What does God mean in this verse? How did we become like Them, and what does it mean to “know good and evil”? Also, please explain the concept of man eating from the Garden’s Tree of Life and living forever after sinning? Did this mean that Adam would have circumvented the Redemptive Plan?
Maybe eating from the Tree of Life was the second step to Satan’s plan for the couple. He probably did not realize how severe the instant, numbing, shock to hit Adam and Eve would be following their sin, and could not convince them to eat from The Tree of Life immediately afterward. Would they have been trapped in a perpetual state of Sin?

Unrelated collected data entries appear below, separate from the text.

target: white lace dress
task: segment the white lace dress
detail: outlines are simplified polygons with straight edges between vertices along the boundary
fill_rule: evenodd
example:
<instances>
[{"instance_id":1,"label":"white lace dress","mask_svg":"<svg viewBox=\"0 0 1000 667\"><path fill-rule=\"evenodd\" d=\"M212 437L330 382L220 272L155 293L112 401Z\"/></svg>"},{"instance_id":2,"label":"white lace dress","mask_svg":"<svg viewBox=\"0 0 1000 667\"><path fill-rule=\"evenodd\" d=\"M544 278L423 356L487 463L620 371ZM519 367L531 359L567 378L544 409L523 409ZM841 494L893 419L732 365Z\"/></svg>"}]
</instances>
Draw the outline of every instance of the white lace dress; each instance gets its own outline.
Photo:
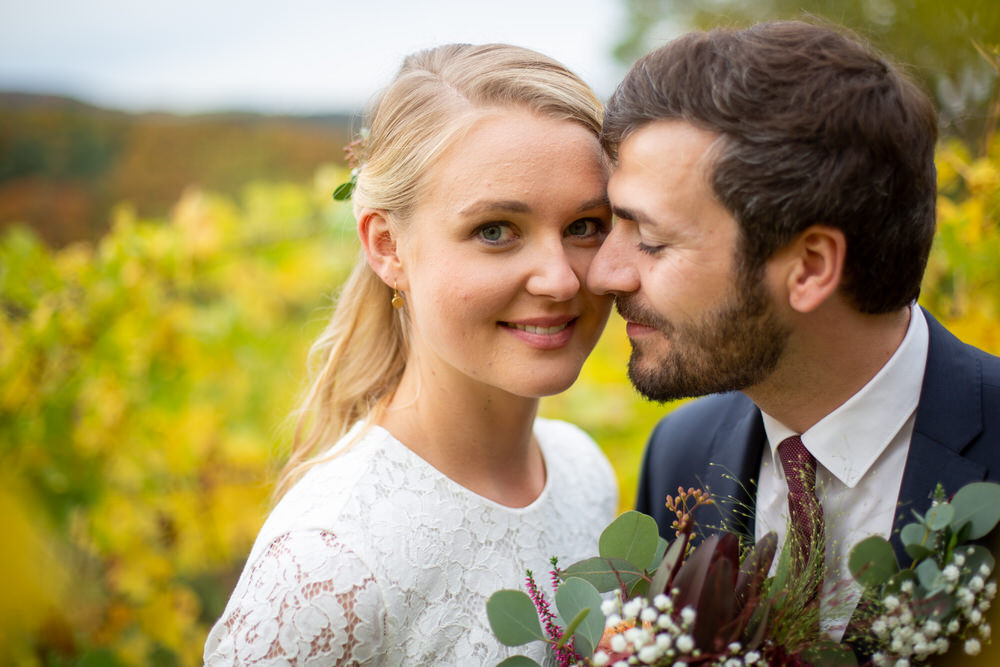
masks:
<instances>
[{"instance_id":1,"label":"white lace dress","mask_svg":"<svg viewBox=\"0 0 1000 667\"><path fill-rule=\"evenodd\" d=\"M535 435L546 483L523 508L456 484L379 427L312 468L261 529L205 663L541 662L540 643L512 650L493 637L486 600L524 590L526 569L551 600L549 559L595 555L618 491L583 431L538 419Z\"/></svg>"}]
</instances>

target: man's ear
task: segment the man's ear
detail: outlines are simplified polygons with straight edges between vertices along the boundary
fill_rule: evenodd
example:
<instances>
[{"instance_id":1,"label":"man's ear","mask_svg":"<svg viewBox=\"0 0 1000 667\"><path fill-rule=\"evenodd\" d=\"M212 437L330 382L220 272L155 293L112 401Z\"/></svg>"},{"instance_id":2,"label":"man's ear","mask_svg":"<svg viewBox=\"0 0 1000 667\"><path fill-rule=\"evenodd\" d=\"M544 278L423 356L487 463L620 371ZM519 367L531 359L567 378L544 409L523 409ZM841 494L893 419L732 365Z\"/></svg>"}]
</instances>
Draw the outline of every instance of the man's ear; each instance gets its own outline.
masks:
<instances>
[{"instance_id":1,"label":"man's ear","mask_svg":"<svg viewBox=\"0 0 1000 667\"><path fill-rule=\"evenodd\" d=\"M392 287L398 283L400 289L405 289L402 262L396 252L396 238L388 213L381 209L364 208L357 212L357 220L358 237L369 266L386 285Z\"/></svg>"},{"instance_id":2,"label":"man's ear","mask_svg":"<svg viewBox=\"0 0 1000 667\"><path fill-rule=\"evenodd\" d=\"M836 227L812 225L781 254L788 262L788 305L800 313L809 313L840 287L847 239Z\"/></svg>"}]
</instances>

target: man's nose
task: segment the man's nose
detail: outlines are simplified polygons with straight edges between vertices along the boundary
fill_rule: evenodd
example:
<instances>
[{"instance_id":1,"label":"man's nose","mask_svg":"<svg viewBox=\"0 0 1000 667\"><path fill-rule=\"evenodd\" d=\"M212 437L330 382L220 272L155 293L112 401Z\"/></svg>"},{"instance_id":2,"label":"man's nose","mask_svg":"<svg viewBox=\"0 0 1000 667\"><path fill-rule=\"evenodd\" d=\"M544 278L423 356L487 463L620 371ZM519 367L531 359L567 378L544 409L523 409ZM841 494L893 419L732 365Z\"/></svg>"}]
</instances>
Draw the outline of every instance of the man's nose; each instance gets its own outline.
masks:
<instances>
[{"instance_id":1,"label":"man's nose","mask_svg":"<svg viewBox=\"0 0 1000 667\"><path fill-rule=\"evenodd\" d=\"M628 294L639 289L638 247L629 238L630 224L616 222L587 271L587 287L595 294Z\"/></svg>"}]
</instances>

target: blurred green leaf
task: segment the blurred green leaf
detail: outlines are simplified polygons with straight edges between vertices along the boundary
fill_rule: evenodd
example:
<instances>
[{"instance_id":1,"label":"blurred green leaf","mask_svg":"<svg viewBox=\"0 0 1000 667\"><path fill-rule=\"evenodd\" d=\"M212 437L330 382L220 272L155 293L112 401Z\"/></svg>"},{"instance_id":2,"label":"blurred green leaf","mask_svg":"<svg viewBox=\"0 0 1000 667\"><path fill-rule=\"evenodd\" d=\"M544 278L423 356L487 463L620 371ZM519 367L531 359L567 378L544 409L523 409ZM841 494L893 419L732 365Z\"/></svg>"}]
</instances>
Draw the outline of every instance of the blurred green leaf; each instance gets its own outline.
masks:
<instances>
[{"instance_id":1,"label":"blurred green leaf","mask_svg":"<svg viewBox=\"0 0 1000 667\"><path fill-rule=\"evenodd\" d=\"M914 562L934 555L933 550L921 544L906 544L903 545L903 550L906 551L906 555L912 558Z\"/></svg>"},{"instance_id":2,"label":"blurred green leaf","mask_svg":"<svg viewBox=\"0 0 1000 667\"><path fill-rule=\"evenodd\" d=\"M899 531L899 539L905 544L924 544L929 541L928 531L919 523L908 523Z\"/></svg>"},{"instance_id":3,"label":"blurred green leaf","mask_svg":"<svg viewBox=\"0 0 1000 667\"><path fill-rule=\"evenodd\" d=\"M944 530L955 516L955 508L947 503L934 505L924 515L924 522L930 530Z\"/></svg>"},{"instance_id":4,"label":"blurred green leaf","mask_svg":"<svg viewBox=\"0 0 1000 667\"><path fill-rule=\"evenodd\" d=\"M936 592L944 585L944 577L941 576L941 570L932 558L920 561L915 572L917 573L920 585L930 593Z\"/></svg>"},{"instance_id":5,"label":"blurred green leaf","mask_svg":"<svg viewBox=\"0 0 1000 667\"><path fill-rule=\"evenodd\" d=\"M903 542L906 553L915 561L927 558L934 553L926 546L934 544L934 533L929 532L923 524L906 524L899 532L899 539Z\"/></svg>"},{"instance_id":6,"label":"blurred green leaf","mask_svg":"<svg viewBox=\"0 0 1000 667\"><path fill-rule=\"evenodd\" d=\"M993 572L993 568L996 567L996 560L993 558L993 554L986 547L973 544L970 546L961 547L957 550L963 556L965 556L965 563L962 565L962 571L966 573L967 576L963 577L964 581L968 581L972 577L979 575L984 580L989 576L983 575L979 572L979 568L986 566L990 572Z\"/></svg>"},{"instance_id":7,"label":"blurred green leaf","mask_svg":"<svg viewBox=\"0 0 1000 667\"><path fill-rule=\"evenodd\" d=\"M905 570L900 570L896 574L889 578L889 581L885 583L882 590L884 593L898 594L903 590L903 582L910 581L914 586L918 586L920 581L917 579L916 573L907 568Z\"/></svg>"},{"instance_id":8,"label":"blurred green leaf","mask_svg":"<svg viewBox=\"0 0 1000 667\"><path fill-rule=\"evenodd\" d=\"M954 511L952 530L966 523L971 525L968 539L976 540L989 533L1000 522L1000 484L973 482L963 486L951 499Z\"/></svg>"},{"instance_id":9,"label":"blurred green leaf","mask_svg":"<svg viewBox=\"0 0 1000 667\"><path fill-rule=\"evenodd\" d=\"M858 542L848 558L851 574L866 587L881 586L899 571L899 563L887 540L872 536Z\"/></svg>"}]
</instances>

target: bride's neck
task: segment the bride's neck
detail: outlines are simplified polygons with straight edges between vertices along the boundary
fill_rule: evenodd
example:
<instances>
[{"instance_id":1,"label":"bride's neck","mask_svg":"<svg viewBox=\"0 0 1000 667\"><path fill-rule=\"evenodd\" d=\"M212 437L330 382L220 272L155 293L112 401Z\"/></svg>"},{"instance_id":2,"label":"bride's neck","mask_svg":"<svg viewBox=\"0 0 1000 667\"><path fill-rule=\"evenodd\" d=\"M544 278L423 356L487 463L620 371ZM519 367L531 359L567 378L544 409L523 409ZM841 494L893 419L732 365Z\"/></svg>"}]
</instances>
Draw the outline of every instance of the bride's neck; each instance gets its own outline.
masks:
<instances>
[{"instance_id":1,"label":"bride's neck","mask_svg":"<svg viewBox=\"0 0 1000 667\"><path fill-rule=\"evenodd\" d=\"M430 381L408 372L379 425L458 484L495 502L524 506L545 486L532 433L537 411L536 398L462 376Z\"/></svg>"}]
</instances>

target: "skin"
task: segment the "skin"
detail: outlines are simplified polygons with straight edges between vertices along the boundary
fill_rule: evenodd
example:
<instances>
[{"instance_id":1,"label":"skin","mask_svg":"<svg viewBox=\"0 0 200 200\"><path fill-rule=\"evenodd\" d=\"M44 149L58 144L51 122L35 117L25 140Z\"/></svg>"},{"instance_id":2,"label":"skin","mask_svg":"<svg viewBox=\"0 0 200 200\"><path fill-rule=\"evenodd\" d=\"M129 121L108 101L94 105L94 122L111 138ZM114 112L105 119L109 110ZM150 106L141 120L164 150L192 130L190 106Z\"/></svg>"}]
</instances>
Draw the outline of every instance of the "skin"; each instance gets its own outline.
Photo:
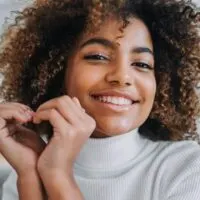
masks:
<instances>
[{"instance_id":1,"label":"skin","mask_svg":"<svg viewBox=\"0 0 200 200\"><path fill-rule=\"evenodd\" d=\"M156 81L154 57L149 52L132 52L136 47L145 47L153 52L150 33L139 19L130 19L130 25L121 33L121 22L110 18L94 34L85 34L72 54L66 70L66 93L76 96L86 112L92 116L97 127L92 137L110 137L138 128L152 109ZM110 45L88 41L103 38ZM100 58L84 58L87 55L101 55ZM139 103L124 112L114 112L94 101L90 94L118 89L130 92Z\"/></svg>"},{"instance_id":2,"label":"skin","mask_svg":"<svg viewBox=\"0 0 200 200\"><path fill-rule=\"evenodd\" d=\"M0 104L0 151L18 173L20 200L44 199L42 185L49 199L82 200L73 163L83 144L89 137L109 137L138 128L148 117L156 91L151 37L138 19L130 19L123 35L118 31L120 25L110 18L95 34L83 35L68 62L67 95L45 102L36 112L19 103ZM87 42L96 37L104 37L110 45ZM136 47L149 52L136 52ZM89 53L101 53L101 59L85 59ZM89 96L116 88L130 92L138 103L129 111L116 112L97 106ZM42 121L53 127L47 145L23 126Z\"/></svg>"},{"instance_id":3,"label":"skin","mask_svg":"<svg viewBox=\"0 0 200 200\"><path fill-rule=\"evenodd\" d=\"M42 182L35 169L46 145L37 133L23 126L32 121L33 114L20 103L0 104L0 152L18 174L20 200L44 199Z\"/></svg>"}]
</instances>

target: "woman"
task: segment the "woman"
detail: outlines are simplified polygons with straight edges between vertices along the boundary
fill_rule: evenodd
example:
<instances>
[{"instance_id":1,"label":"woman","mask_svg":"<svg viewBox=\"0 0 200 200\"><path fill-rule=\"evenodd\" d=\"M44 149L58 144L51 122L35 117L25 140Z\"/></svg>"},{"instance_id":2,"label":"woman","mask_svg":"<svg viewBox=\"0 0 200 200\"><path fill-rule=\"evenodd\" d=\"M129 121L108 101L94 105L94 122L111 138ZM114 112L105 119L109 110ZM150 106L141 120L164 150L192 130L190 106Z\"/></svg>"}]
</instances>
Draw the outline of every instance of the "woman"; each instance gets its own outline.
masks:
<instances>
[{"instance_id":1,"label":"woman","mask_svg":"<svg viewBox=\"0 0 200 200\"><path fill-rule=\"evenodd\" d=\"M200 148L183 141L197 136L198 29L185 1L19 14L0 55L0 151L17 174L3 198L14 178L10 199L199 199Z\"/></svg>"}]
</instances>

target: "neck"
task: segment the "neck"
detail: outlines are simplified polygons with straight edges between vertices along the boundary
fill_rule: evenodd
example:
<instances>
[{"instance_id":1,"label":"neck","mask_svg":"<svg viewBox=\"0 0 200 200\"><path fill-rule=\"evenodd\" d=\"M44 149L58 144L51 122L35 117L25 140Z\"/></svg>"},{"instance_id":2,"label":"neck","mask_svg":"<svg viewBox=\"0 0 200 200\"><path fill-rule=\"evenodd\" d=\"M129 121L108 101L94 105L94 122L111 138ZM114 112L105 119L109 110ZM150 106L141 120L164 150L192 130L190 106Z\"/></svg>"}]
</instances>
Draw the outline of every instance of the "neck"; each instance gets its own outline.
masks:
<instances>
[{"instance_id":1,"label":"neck","mask_svg":"<svg viewBox=\"0 0 200 200\"><path fill-rule=\"evenodd\" d=\"M89 138L77 156L76 164L82 168L112 170L137 156L144 143L138 129L113 137Z\"/></svg>"},{"instance_id":2,"label":"neck","mask_svg":"<svg viewBox=\"0 0 200 200\"><path fill-rule=\"evenodd\" d=\"M135 129L137 130L137 129ZM128 132L131 132L131 131L128 131ZM94 138L94 139L100 139L100 138L109 138L109 137L115 137L115 136L119 136L119 135L123 135L123 134L126 134L127 132L125 133L105 133L105 132L101 132L101 131L98 131L98 130L95 130L92 135L90 136L90 138Z\"/></svg>"}]
</instances>

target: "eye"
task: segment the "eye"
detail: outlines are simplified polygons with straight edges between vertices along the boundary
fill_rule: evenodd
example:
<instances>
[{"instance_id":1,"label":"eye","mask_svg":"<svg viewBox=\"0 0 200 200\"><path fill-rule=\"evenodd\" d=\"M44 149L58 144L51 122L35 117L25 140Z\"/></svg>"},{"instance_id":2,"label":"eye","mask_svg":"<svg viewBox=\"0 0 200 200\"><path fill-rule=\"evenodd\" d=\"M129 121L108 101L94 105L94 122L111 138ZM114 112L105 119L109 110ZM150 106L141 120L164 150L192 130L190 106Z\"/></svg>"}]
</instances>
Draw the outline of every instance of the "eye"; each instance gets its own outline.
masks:
<instances>
[{"instance_id":1,"label":"eye","mask_svg":"<svg viewBox=\"0 0 200 200\"><path fill-rule=\"evenodd\" d=\"M107 56L105 56L103 54L85 55L84 59L91 60L91 61L109 61L110 60Z\"/></svg>"},{"instance_id":2,"label":"eye","mask_svg":"<svg viewBox=\"0 0 200 200\"><path fill-rule=\"evenodd\" d=\"M154 70L154 67L144 62L134 62L131 66L136 66L143 71Z\"/></svg>"}]
</instances>

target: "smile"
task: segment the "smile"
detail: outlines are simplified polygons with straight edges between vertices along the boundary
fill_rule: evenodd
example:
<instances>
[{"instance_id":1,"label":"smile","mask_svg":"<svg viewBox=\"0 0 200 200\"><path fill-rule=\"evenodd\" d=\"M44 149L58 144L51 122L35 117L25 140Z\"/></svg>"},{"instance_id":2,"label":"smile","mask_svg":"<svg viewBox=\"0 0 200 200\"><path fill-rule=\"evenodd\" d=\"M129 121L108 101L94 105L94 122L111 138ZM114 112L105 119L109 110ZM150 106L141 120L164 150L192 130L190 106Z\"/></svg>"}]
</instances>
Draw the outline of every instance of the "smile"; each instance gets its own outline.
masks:
<instances>
[{"instance_id":1,"label":"smile","mask_svg":"<svg viewBox=\"0 0 200 200\"><path fill-rule=\"evenodd\" d=\"M111 103L114 105L131 105L133 101L130 99L126 99L123 97L115 97L115 96L93 96L94 99L104 102L104 103Z\"/></svg>"},{"instance_id":2,"label":"smile","mask_svg":"<svg viewBox=\"0 0 200 200\"><path fill-rule=\"evenodd\" d=\"M112 111L122 112L130 110L133 105L138 102L134 102L130 99L124 97L117 97L117 96L91 96L98 106L101 106L102 109L110 109Z\"/></svg>"}]
</instances>

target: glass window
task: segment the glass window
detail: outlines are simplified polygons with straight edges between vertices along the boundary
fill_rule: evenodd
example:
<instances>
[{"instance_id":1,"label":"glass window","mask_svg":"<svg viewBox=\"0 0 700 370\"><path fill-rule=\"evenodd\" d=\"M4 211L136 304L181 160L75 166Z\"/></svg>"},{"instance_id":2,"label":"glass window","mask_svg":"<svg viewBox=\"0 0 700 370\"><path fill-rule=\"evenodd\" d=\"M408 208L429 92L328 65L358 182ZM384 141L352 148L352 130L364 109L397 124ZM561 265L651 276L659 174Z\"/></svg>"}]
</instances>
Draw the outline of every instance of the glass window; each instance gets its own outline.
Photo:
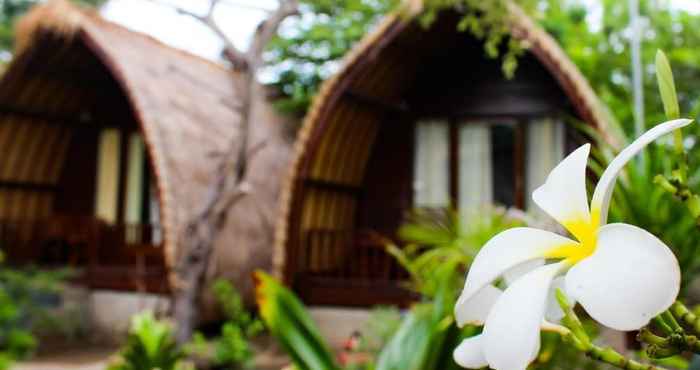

A. Genesis 3:22 says “The man has now become like one of us, knowing good and evil. He must not be allowed to reach out his hand and take also from the tree of life and eat, and live forever.”
By attaining the knowledge of good and evil, man had become like God (the Hebrew word for God is plural, hence the use of the plural pronoun), just as the serpent had said (Gen. 3:5).
But he had also acquired a “sin nature” something that God doesn’t have and the serpent neglected to mention. This meant that man now had knowledge of everything evil with no restraint against acting on it. The two different words translated “naked” in Genesis 2:25 and 3:10 tell the story. In 2:25 before the fall, the root word means naive or empty. Afterward in 3:10 it means cunning and crafty. In trying to become like God, they had actually become like the serpent.
If man also attained eternal life there would be no limit to the damage and destruction. Making man mortal placed limits on his capacity for evil without depriving him of his autonomy. He could still choose redemption, as long as he did so during his mortality.
And Man is trapped in a perpetual state of sin, with no hope of freeing himself. It’s why we need a savior.